DEMOCRACY by Michael Frayn, directed by Richard Rose (Tarragon, 30 Bridgman). To April 6. Pwyc-$38. 416-531-1827. Rating: NNN
If fervour over Barack Obama and disappointment over Stéphane Dion are signs of the times, we’re craving charismatic, visionary leaders.
Michael Frayn’s Democracy chronicles the chancellorship of such a politician, left-leaning West German leader Willy Brandt (R.H. Thomson). Brandt’s determination to mend his fractured country met with a great deal of opposition at the time, even if it led to reconciliation down the road. Sounds like dramatic passion-inducing stuff, right? Well, it would be – if we actually saw the drama onstage.
Instead, we’re told about it by Günter Guillaume (Alon Nashman), an East German spy who worked for years as one of Brandt’s closest aids. It’s a logical choice; as Guillaume reports his findings to Stasi officer Arno Kretschmann (Alex Poch-Goldin), we come to understand the forces at play within Brandt’s tenuous coalition.

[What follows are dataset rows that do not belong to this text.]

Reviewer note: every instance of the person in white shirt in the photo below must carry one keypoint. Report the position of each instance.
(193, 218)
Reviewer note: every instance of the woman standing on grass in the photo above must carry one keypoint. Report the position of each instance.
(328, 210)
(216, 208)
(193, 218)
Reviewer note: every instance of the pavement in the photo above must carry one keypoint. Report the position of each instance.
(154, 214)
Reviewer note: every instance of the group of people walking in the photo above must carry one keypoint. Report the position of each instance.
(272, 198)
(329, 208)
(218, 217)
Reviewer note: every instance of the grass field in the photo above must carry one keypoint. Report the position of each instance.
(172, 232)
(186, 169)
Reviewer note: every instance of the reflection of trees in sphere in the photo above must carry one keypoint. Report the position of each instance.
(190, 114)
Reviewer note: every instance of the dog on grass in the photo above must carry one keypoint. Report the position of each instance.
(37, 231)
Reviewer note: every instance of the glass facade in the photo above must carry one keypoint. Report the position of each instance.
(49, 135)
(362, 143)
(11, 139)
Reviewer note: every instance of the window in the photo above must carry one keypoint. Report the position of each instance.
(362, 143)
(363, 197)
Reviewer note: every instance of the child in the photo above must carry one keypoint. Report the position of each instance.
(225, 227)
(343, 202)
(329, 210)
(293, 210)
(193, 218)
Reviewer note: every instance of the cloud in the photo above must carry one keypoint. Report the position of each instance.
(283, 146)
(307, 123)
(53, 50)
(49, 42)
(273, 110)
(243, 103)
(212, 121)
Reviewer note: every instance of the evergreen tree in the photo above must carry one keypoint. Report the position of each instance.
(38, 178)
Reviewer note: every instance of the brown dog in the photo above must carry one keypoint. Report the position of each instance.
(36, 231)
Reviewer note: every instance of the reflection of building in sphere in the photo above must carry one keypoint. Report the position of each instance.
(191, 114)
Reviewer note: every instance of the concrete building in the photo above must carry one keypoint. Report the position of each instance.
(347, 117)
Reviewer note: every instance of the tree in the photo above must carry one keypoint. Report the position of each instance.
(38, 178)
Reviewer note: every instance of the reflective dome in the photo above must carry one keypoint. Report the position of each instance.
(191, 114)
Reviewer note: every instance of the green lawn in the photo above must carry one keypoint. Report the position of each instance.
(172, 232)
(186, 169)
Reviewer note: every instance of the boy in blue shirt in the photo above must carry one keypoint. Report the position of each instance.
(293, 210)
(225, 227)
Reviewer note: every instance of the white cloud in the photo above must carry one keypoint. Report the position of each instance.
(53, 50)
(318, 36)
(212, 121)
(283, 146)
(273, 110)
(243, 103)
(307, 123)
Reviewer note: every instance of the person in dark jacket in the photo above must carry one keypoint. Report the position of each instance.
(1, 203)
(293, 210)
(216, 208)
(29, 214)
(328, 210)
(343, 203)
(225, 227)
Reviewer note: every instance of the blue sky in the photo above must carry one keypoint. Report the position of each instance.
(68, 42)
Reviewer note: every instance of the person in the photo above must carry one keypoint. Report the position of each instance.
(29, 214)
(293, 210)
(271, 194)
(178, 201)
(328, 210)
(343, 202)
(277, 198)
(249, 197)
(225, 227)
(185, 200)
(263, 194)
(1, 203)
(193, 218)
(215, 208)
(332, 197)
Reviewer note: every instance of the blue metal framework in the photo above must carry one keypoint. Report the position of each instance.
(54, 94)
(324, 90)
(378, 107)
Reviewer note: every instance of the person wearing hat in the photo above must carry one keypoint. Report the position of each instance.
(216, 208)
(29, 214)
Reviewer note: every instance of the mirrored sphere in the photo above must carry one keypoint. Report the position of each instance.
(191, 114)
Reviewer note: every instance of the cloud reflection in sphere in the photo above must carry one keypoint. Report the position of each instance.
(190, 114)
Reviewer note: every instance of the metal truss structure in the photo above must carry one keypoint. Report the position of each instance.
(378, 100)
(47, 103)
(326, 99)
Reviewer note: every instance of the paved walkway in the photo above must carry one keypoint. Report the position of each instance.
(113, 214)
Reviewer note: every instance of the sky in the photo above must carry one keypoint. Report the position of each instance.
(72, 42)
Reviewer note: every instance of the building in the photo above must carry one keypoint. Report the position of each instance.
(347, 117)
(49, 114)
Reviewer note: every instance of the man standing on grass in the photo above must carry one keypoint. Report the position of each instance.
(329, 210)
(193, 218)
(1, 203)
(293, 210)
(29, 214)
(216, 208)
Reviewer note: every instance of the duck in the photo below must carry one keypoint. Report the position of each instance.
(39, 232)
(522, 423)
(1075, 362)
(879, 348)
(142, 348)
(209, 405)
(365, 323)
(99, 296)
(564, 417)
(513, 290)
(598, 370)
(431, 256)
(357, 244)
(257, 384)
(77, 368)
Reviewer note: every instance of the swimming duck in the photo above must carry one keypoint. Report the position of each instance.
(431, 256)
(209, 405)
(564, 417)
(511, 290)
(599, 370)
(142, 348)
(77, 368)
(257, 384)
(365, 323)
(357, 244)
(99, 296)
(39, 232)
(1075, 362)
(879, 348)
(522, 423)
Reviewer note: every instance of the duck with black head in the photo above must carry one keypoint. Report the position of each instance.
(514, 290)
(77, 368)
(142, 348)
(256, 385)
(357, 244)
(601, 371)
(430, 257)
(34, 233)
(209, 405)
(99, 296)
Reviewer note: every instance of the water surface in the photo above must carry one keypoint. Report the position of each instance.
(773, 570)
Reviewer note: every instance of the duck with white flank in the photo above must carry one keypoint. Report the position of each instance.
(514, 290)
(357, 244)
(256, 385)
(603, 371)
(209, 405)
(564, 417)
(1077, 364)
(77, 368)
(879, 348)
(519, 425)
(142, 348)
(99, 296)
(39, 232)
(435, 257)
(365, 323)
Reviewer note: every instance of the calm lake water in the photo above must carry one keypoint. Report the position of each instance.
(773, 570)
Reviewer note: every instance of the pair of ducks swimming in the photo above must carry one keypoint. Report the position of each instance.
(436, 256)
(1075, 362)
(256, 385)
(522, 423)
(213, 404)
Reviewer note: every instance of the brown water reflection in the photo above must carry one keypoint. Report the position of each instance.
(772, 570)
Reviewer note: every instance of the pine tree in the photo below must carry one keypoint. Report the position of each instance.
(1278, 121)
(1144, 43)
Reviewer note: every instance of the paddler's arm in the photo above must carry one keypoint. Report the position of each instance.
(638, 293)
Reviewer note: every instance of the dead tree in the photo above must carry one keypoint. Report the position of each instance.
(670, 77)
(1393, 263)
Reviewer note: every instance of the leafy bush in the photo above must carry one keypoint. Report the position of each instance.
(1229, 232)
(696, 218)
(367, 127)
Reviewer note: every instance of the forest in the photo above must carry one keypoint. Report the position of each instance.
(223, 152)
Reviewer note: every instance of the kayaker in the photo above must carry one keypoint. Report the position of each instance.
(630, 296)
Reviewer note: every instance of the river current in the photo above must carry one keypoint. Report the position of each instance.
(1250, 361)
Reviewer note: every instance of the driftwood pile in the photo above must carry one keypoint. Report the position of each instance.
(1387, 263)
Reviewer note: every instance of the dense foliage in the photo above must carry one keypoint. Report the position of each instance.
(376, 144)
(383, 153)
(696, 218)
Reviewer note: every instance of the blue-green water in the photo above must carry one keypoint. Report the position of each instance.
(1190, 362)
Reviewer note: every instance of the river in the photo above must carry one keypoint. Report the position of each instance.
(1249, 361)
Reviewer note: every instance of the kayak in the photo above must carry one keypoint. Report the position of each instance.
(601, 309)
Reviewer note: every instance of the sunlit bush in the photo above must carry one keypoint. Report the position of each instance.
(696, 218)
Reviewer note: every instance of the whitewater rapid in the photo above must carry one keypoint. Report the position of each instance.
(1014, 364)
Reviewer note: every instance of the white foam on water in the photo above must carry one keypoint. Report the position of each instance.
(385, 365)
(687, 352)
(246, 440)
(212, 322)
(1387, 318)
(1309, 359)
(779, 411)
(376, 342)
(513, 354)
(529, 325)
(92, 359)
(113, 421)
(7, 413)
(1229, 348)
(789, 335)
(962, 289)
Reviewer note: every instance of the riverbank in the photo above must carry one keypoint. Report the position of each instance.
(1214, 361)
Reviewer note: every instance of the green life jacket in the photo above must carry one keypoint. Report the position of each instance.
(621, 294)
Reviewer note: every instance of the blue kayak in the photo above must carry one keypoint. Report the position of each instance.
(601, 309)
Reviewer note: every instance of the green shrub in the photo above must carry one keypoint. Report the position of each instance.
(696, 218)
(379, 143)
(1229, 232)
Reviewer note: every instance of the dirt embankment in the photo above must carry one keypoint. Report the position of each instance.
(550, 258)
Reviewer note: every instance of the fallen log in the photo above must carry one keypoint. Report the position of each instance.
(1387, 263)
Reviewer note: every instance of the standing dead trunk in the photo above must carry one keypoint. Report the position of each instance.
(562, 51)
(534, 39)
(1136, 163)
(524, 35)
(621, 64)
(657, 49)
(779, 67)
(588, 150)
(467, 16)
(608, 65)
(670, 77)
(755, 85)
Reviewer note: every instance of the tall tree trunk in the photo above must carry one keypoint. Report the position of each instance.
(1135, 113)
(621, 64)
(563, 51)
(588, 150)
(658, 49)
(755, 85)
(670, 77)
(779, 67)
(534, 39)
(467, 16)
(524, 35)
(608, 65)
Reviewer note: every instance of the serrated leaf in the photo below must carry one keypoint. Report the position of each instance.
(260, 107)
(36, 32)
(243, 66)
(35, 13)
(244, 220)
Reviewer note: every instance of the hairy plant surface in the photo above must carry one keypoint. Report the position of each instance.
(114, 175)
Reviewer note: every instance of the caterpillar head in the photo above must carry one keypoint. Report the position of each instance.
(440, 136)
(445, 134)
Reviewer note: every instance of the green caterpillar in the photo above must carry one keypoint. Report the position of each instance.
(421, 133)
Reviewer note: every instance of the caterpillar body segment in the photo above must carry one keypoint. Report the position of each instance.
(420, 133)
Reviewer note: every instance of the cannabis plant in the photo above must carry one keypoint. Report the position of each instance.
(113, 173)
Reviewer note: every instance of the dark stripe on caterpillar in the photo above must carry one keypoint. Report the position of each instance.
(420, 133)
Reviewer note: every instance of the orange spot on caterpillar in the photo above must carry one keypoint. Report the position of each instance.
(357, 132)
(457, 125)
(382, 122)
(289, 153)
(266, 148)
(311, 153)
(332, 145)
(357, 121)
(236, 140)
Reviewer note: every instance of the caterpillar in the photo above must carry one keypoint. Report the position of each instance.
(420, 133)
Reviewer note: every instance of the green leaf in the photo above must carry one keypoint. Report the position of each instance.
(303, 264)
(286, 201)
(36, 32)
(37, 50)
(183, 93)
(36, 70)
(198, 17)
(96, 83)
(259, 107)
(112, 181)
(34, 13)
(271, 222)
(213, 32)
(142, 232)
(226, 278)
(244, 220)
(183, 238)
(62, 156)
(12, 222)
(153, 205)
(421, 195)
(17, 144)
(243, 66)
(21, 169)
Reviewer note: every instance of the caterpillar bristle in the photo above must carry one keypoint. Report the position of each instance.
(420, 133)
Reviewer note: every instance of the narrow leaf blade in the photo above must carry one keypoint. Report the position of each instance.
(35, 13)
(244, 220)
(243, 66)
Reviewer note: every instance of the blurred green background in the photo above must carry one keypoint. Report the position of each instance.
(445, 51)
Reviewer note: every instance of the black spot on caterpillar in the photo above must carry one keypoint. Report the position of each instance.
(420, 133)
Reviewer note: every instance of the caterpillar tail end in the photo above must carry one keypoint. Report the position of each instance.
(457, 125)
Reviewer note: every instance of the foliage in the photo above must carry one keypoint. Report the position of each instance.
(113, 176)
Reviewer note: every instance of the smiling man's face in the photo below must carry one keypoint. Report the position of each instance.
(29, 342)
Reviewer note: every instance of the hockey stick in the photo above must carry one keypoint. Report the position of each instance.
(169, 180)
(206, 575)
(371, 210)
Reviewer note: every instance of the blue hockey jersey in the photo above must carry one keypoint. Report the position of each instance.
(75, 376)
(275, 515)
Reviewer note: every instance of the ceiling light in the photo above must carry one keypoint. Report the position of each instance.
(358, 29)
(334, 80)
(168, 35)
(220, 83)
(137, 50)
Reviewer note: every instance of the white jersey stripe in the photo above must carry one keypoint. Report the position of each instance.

Frayn relies on this device too heavily. No matter how well Thomson conveys Brandt’s Trudeau-like charm, or how assuredly director Richard Rose builds the nervous buzz between the eight actors on the eve of a vote of non-confidence, you can’t ignore the fact that the majority of the drama happens offstage.
There’s talk of fractured marriages, the illicit affairs of both Brandt and Guillaume, but those matters, too, are kept at a remove.
Not that the evening isn’t worthwhile. Frayn obviously did his research, and with the aid of costume designer Charlotte Dean, Rose effectively shows the stuffiness-giving-way-to-sexiness of Germany’s own Trudeau era.
Frayn should have taken a page from Florian Henckel von Donnersmarck (The Lives Of Others) or our own Hannah Moscovitch. It’s emotion that gets us going.
Otherwise, no matter how well-rendered a story, all you have is history onstage.